Tuğyân üstüne tuğyân, zulüm üstüne zulüm,
Böylesi görülmedi insanlık târîhinde!
Allâh’ın kullarına ölüm üstüne ölüm;
Rabb’e harb üstüne harb, şirk heykeli en üstde…
*
Müntakîm, arza kurdu virüs eliyle pusu,
Bir gram da etmezken bunca cündün nüfûsu!
Öyle korkdu ki dünyâ, kaçışdı inlerine;
İdâm fermânı oldu, sanki saray tapusu!.
*
Allâh’dan korkmazlar da coronadan korkarlar:
Şirk, küfür ve nifakdan azarak kuduranlar…

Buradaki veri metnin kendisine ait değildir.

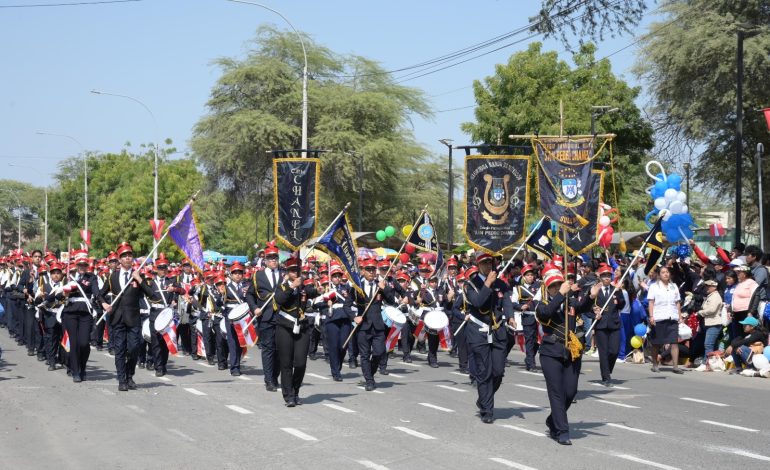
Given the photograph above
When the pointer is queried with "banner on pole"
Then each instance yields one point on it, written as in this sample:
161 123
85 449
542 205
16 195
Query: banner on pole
496 201
295 191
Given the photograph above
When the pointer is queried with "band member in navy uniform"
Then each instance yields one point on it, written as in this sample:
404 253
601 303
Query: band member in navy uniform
125 327
263 284
486 333
560 362
77 316
521 300
371 337
292 332
607 329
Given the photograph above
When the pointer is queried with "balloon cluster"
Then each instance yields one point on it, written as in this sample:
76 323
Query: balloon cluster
382 235
670 203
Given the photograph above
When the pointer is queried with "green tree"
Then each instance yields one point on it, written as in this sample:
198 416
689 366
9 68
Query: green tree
353 106
522 97
688 61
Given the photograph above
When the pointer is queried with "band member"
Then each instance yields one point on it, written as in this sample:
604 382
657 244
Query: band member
486 334
559 356
263 284
77 316
292 333
127 288
371 337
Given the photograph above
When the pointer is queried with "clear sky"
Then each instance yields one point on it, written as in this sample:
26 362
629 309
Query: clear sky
159 51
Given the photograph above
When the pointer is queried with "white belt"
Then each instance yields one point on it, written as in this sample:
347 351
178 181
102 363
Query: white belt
285 315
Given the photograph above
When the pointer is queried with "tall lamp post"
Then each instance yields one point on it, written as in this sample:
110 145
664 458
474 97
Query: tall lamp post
304 70
155 122
85 181
450 195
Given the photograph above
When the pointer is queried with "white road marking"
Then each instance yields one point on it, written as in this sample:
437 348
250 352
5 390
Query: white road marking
510 464
646 462
299 434
616 403
182 435
372 465
414 433
525 405
532 387
731 426
705 402
436 407
240 410
318 376
524 430
628 428
338 408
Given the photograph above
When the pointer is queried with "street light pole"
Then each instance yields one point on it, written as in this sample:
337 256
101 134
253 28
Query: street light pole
85 177
304 70
157 146
450 196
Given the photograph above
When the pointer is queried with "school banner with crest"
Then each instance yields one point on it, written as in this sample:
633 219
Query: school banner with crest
564 178
295 191
496 201
586 237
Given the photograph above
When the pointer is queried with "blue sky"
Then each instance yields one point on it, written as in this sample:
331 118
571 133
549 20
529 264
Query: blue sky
159 51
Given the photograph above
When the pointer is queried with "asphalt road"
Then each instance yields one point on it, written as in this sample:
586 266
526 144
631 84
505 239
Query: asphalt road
199 417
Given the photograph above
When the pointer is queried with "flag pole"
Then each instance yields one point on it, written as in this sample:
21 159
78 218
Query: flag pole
155 247
390 268
270 298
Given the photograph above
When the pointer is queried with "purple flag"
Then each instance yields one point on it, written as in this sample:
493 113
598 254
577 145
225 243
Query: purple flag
185 234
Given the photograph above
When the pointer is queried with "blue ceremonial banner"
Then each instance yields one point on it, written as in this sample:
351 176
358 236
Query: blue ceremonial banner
184 232
338 243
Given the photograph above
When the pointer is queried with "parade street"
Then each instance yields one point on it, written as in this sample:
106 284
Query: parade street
198 417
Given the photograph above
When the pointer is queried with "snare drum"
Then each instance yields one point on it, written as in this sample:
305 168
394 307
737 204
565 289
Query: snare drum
436 319
238 312
392 316
164 319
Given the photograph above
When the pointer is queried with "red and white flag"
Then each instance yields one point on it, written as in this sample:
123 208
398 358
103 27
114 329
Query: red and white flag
717 230
65 341
247 335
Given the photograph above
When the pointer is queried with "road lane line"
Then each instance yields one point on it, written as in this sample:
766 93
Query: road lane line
299 434
318 376
436 407
524 430
414 433
628 428
532 387
510 464
705 402
645 462
240 410
731 426
338 408
372 465
617 404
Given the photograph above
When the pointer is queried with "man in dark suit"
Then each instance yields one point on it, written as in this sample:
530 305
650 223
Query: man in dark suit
372 329
263 285
125 328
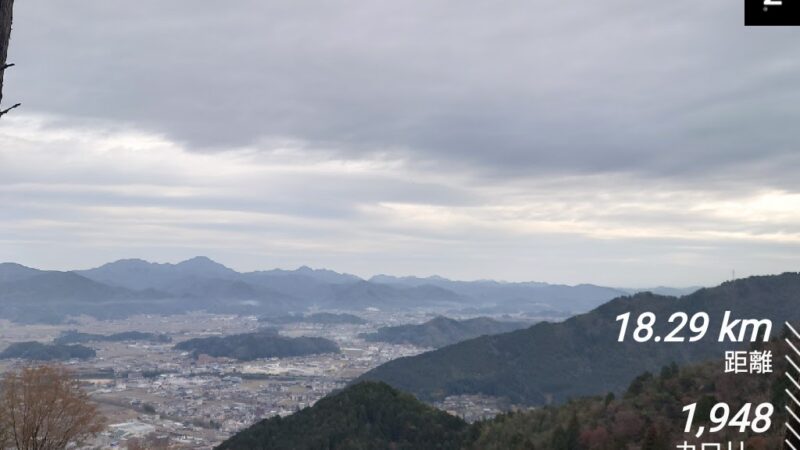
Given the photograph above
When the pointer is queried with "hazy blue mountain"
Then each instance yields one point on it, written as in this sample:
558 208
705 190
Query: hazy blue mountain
501 297
318 318
140 274
36 351
365 294
319 275
54 286
135 286
580 356
665 290
75 337
15 272
441 331
262 344
364 416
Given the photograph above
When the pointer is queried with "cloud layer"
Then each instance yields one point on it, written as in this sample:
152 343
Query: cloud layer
619 142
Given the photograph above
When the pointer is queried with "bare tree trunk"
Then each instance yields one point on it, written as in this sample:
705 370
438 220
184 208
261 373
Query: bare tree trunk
6 16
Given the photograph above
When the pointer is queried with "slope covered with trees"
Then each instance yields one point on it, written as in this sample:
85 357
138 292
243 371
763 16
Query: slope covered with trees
551 362
366 416
648 415
441 331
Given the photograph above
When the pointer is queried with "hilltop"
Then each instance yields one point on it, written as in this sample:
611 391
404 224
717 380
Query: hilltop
551 362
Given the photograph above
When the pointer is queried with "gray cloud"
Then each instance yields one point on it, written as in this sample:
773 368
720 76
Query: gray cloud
508 88
614 142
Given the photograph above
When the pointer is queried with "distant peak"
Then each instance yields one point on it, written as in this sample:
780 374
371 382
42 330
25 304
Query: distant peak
203 263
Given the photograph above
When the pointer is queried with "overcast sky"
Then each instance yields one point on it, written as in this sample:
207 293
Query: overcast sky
624 143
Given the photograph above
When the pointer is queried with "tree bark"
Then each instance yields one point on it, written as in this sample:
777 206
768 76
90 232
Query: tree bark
6 8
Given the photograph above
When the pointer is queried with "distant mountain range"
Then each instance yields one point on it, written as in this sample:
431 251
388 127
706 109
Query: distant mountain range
550 362
134 286
441 331
75 337
322 318
37 351
647 416
262 344
365 416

Mutlak KÂDİR’i unut, sonsuz nizâmı görme;
Eserini görüb dur, zâtınaysa bühtanlar…
*
Cüderiden kırıldı EBREHE o zamanlar!
Bir tarafdan EBÂBİL, Hakk emriyle atdılar
O siccîli ki, serdi kâfirin ordusunu;
Şimdi de “virüs” diyor, HAKK dilden anlıyanlar!
*
Ebrehe denen tâğût, filine güvenirdi,
Kilisesini KÂBE, Kâbe’yi yok dilerdi!
O yıl doğdu cihâna, bir GÜNEŞ ki ne güneş;
Yıkılamazdı KÂBE, bir mu’cize beklerdi!
*
Bugün de Ebreheler aşıya güvenirler,
Rabbin irâdesini hiç de hesâb etmezler!
Hakk, aşıda şifâyı dilemezse yaratmaz;
Câhiliyye dünyâsı, dâim şirki seçerler!
*
Tabiî veya sun’î, mikrobu Rabb yaratır,
Müşriklerde yâvenin yüzbini bir paradır!
Esâsa hiç gelinmez, dümen şeytanlardadır;
Aşı, şaşı bahâne.. dîn, paraya tapmakdır!
*
Şimdi arz EBREHESİ, Allâh’la harb hâlinde,
Arzı sarmış şirk-nifâk, beşer heykel izinde!
Ebâbiller YARADAN, virüsler de yaratır;
Hâkimiyyet de O’nun, topyekûn irâde de!
*
Kullar azsa, “eşitlik, sözleşmeler” düzseler,
“Eşcinsellere haklar”, şirke “bayram” deseler,
Kulun kula tapdığı “sistemlerde” yüzseler;
Müntakîm’dir YARADAN, kaçamaz hiç kimseler!
*
“Musîbetler insanın, elinin kazandığı,”
Kendi günahlarının, ona hazırladığı!
Şeytanlaşan insanlık, öylesine azdı ki;
Bin nasîhât da ne, bin musîbet artığı!..
*
Takdîr, bozar tedbîri, (ins tedbîri) bir zerre,
Nefsine tapınanlar, düşünmüyor bir kerre!
Şirke batmışlar her ân, ısyân, tuğyân ve udvân;
Mutlak cezâdır salgın, îmânsa ekber çâre…
………………………………………………………………….
(15/Ramazân-ı Şerîf/1441) (8/5/2020) Cum’a-Yalova.